Kevin Powell grew up in a single-parent home in Brooklyn, N.Y., in a life of poverty. But his mother was determined that he would go to college and have opportunities she never did.

Kevin Powell grew up in a single-parent home in Brooklyn, N.Y., in a life of poverty. But his mother was determined that he would go to college and have opportunities she never did.

Now an engaging and in-demand motivational speaker, Powell used her story and his own accounts of growing up and personal growth Tuesday night in Pittsburg State University’s McCray Hall to illustrate the importance of education and accountability. Powell addressed an audience of primarily African American students and faculty as the wrap-up for Black History Month activities. But he said his message is intended to cross ethnic, racial and cultural boundaries.

Powell’s articles, essays, and reviews have appeared in Newsweek, Essence, The Washington Post and Vibe magazine, where he interviewed prominent figures from Colin Powell to the late Tupac Shakur. He has written 10 books including the best-selling “Who’s Gonna Take the Weight: Manhood, Race, and Power in America.” His latest book, “Open Letters to America,” features essays on Powell’s dream for the country to come in the wake of Barack Obama’s historic presidential victory.

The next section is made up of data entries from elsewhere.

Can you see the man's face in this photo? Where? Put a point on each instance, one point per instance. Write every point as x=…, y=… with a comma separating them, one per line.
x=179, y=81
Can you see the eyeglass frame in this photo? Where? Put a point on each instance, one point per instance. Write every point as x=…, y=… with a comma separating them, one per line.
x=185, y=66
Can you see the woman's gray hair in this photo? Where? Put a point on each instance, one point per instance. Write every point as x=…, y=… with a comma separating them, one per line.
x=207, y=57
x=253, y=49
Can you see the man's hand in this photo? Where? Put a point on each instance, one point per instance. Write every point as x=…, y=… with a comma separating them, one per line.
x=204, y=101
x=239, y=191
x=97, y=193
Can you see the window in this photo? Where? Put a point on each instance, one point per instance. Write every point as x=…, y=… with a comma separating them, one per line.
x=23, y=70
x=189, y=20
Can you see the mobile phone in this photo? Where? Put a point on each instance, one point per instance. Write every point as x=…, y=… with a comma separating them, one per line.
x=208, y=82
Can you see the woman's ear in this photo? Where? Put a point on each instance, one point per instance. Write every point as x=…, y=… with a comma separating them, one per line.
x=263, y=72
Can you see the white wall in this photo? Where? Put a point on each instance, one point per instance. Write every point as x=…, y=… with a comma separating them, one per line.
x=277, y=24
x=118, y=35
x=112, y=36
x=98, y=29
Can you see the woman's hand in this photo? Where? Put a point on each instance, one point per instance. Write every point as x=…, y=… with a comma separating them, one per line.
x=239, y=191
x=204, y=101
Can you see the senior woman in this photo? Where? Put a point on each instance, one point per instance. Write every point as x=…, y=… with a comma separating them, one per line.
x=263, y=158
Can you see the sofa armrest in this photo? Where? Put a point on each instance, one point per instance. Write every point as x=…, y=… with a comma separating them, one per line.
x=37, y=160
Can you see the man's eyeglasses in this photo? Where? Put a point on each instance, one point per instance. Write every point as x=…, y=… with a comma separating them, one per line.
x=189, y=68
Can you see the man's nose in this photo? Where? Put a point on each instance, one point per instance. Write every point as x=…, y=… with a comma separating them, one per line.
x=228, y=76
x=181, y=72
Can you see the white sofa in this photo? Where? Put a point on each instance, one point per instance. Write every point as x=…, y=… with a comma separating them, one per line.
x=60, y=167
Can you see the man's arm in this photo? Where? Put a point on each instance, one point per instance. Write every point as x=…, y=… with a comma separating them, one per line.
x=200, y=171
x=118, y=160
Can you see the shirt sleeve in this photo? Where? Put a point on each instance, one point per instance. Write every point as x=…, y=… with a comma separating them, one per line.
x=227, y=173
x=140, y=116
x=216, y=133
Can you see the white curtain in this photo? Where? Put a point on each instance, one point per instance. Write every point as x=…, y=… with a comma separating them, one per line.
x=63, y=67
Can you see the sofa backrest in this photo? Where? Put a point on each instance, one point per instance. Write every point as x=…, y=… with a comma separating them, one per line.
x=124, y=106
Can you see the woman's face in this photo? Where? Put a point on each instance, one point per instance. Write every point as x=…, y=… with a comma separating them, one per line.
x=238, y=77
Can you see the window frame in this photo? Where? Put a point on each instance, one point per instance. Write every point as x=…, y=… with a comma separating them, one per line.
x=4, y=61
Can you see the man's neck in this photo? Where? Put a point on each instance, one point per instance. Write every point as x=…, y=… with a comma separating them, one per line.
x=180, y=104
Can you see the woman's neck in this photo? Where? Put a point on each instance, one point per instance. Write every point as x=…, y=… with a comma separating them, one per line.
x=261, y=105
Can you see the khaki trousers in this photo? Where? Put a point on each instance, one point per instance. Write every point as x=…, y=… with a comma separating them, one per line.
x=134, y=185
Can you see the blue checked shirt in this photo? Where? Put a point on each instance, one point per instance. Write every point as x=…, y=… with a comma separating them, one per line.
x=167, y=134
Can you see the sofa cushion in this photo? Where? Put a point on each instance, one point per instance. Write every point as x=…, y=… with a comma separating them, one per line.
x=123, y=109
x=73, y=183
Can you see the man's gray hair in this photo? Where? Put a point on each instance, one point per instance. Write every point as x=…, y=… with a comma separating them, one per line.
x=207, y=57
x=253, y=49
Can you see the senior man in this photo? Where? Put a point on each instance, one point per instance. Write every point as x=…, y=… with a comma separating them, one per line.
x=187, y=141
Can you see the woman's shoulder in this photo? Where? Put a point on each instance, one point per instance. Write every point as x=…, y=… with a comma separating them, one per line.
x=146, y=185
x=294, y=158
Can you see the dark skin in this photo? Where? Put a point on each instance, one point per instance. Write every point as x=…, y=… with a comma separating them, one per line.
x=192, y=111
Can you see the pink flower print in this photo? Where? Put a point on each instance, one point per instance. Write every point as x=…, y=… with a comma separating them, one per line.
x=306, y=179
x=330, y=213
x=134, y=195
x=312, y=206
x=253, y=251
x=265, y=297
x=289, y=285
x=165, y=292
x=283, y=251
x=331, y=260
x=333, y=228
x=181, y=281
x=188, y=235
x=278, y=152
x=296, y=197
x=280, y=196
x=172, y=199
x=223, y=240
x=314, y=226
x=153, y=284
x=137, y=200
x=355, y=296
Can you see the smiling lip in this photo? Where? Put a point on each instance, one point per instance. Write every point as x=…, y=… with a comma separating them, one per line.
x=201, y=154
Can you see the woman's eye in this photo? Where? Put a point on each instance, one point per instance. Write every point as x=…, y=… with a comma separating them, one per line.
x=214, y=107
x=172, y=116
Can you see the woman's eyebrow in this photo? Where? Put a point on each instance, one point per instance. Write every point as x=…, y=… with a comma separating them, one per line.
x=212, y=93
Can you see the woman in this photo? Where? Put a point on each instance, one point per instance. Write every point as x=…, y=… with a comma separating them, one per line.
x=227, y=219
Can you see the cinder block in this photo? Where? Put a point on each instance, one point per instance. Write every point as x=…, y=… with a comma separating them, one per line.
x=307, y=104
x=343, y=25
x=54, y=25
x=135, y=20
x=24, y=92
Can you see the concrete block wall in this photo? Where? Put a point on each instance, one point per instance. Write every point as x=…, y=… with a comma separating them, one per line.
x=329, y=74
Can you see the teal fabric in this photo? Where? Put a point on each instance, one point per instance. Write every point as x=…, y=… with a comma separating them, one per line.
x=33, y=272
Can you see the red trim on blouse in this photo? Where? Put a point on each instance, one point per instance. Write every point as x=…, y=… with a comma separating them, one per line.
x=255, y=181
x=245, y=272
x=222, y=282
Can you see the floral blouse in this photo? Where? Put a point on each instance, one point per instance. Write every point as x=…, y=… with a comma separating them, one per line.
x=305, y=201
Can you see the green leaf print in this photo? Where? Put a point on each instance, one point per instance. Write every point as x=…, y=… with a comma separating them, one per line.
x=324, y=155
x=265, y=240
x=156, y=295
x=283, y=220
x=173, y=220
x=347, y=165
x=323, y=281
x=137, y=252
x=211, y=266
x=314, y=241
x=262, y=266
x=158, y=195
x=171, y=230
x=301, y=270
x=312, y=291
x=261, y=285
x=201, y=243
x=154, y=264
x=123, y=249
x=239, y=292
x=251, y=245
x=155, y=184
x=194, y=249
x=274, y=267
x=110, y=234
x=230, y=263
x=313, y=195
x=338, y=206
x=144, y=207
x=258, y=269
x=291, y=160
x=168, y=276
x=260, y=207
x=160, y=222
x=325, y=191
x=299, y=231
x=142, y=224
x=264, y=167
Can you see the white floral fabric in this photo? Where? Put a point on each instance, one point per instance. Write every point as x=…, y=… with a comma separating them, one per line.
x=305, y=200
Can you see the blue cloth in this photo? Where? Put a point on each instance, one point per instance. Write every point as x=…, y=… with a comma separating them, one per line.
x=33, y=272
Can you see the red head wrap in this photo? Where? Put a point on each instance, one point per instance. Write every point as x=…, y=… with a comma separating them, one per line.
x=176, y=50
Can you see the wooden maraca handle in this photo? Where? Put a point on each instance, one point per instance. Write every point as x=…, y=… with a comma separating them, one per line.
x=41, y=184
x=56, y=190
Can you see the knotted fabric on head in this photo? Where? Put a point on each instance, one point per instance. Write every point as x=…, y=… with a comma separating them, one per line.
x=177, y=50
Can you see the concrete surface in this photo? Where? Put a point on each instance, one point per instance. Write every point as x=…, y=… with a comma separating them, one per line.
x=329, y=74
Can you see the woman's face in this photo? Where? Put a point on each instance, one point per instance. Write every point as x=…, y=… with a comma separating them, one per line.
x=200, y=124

Powell said that for the country to turn itself around and for people to stop misunderstanding each other, they need to take ownership of their lives and become more culturally rounded. That starts with an understanding of United States history and being willing to look at it through various cultural lenses.

“When we talk about black history, we’re talking about American history. When we talk about women’s history, we’re talking about American history,” he said. “It’s a door to open up a new conversation about our history. If you don’t know who you are, what can you bring to the table?”

People need to address their priorities in life to truly be happy, Powell said. Too often, he continued, people base their sense of self worth on material possessions to mask their fear of being meaningless.

“Part of the problem in this country is that we don’t know who we are,” Powell said. “You all have to ask the question ‘Why am I here?’”

That’s where education and travel comes in. College, Powell said, is for soaking up knowledge about the world and learning to become a critical thinker, not just to learn a trade to make money.

“College is important so our minds can expand and we can go make a real contribution to the world,” he said. “Education is critical. The world is your classroom. Anyone can go make money.”

Powell’s definition of education is manifold. Part of being educated, he said, is having some sort of spiritual foundation. Spirituality, he continued, comes from understanding and love.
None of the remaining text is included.